Ah Long asks, “Who died?”
“A plantation worker.” William passes a hand over his eyes. “I need a bath and a drink. A whisky stengah, please.”
William goes off to the tiled bathroom, where he’ll rinse himself off with a bucket dipped in a pottery jar of water. Ah Long turns to Ren.
“Know how to make one?”
Ren looks dubious. Dr. MacFarlane drank things from bottles, but he never asked Ren to mix them for him.
“Now’s a good time to learn. Watch me.”
Stengah comes from the Malay word setengah, meaning “half.” Ah Long fetches a block of ice from the cold box in the kitchen, where it’s kept buried in sawdust. Chipping away with an icepick, he fills a tall highball glass.
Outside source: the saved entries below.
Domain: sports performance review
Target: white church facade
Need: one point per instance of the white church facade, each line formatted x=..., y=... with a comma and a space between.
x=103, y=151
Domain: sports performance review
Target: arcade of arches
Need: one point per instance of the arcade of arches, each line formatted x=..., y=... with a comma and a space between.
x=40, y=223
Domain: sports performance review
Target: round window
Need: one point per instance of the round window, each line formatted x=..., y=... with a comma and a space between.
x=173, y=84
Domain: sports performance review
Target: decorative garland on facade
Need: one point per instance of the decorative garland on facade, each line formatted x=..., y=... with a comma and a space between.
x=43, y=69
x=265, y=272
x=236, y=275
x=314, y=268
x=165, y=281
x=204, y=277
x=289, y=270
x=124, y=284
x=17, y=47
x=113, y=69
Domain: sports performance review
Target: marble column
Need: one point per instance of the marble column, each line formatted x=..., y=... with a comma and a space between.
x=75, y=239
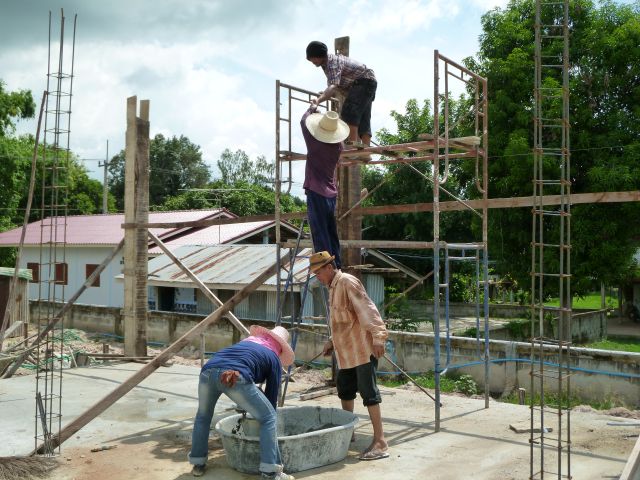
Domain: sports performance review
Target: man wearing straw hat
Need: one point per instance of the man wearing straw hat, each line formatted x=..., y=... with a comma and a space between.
x=323, y=134
x=234, y=371
x=358, y=336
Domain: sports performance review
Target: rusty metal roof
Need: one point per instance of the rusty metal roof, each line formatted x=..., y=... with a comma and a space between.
x=225, y=266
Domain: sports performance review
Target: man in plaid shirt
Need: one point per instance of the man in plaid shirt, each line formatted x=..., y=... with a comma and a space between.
x=354, y=78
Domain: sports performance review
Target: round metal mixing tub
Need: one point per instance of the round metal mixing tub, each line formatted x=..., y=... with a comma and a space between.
x=308, y=437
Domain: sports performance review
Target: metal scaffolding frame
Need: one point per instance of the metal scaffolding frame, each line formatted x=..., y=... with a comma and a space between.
x=438, y=148
x=550, y=455
x=52, y=255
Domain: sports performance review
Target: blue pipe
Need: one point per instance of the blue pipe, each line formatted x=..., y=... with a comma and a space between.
x=504, y=360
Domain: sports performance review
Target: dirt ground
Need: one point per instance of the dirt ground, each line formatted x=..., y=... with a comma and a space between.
x=473, y=441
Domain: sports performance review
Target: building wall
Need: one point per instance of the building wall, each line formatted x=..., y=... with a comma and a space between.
x=414, y=352
x=109, y=293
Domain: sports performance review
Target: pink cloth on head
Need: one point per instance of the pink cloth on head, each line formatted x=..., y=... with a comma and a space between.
x=268, y=341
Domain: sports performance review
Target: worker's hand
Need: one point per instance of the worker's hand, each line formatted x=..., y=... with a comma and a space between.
x=378, y=351
x=328, y=348
x=229, y=377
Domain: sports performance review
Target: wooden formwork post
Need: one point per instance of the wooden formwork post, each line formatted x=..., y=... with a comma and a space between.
x=349, y=187
x=136, y=211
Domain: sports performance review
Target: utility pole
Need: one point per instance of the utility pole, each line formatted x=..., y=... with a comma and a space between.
x=105, y=188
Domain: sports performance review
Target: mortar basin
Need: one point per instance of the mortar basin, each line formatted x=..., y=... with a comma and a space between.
x=308, y=437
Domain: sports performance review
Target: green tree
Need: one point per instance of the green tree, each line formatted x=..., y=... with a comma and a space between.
x=14, y=106
x=176, y=164
x=241, y=198
x=605, y=134
x=404, y=185
x=238, y=167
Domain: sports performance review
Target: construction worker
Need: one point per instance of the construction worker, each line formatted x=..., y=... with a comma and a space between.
x=359, y=83
x=323, y=135
x=234, y=371
x=358, y=337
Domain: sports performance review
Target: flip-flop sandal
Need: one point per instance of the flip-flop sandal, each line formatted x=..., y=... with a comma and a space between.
x=373, y=455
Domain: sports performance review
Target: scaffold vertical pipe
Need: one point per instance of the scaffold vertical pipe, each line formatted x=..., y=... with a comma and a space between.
x=436, y=236
x=277, y=197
“Don’t make the ice too small,” he warns. “Otherwise it melts too fast.”
Next, he fills the glass one-third full of a medicinal, tea-colored liquid that he pours out of a square bottle. It has a picture of a man in a tall black hat with white trousers. Johnnie Walker Blended Scotch Whisky reads a label that seems to have been slapped half-heartedly on the bottle.
“Why is the label crooked?” asks Ren.
“It’s not crooked. It’s just like that. Now watch carefully!”
Using the soda siphon, a glass bottle encased in metal wires that Ren has never dared to touch, Ah Long dispenses a stream of sparkling soda water into the frosty glass. The sharp whiff of carbonation makes Ren wrinkle his nose.
“The water and the whisky should be about the same amount.” Ah Long cocks his head, listening. “He’s probably done now. Take it out on the veranda.”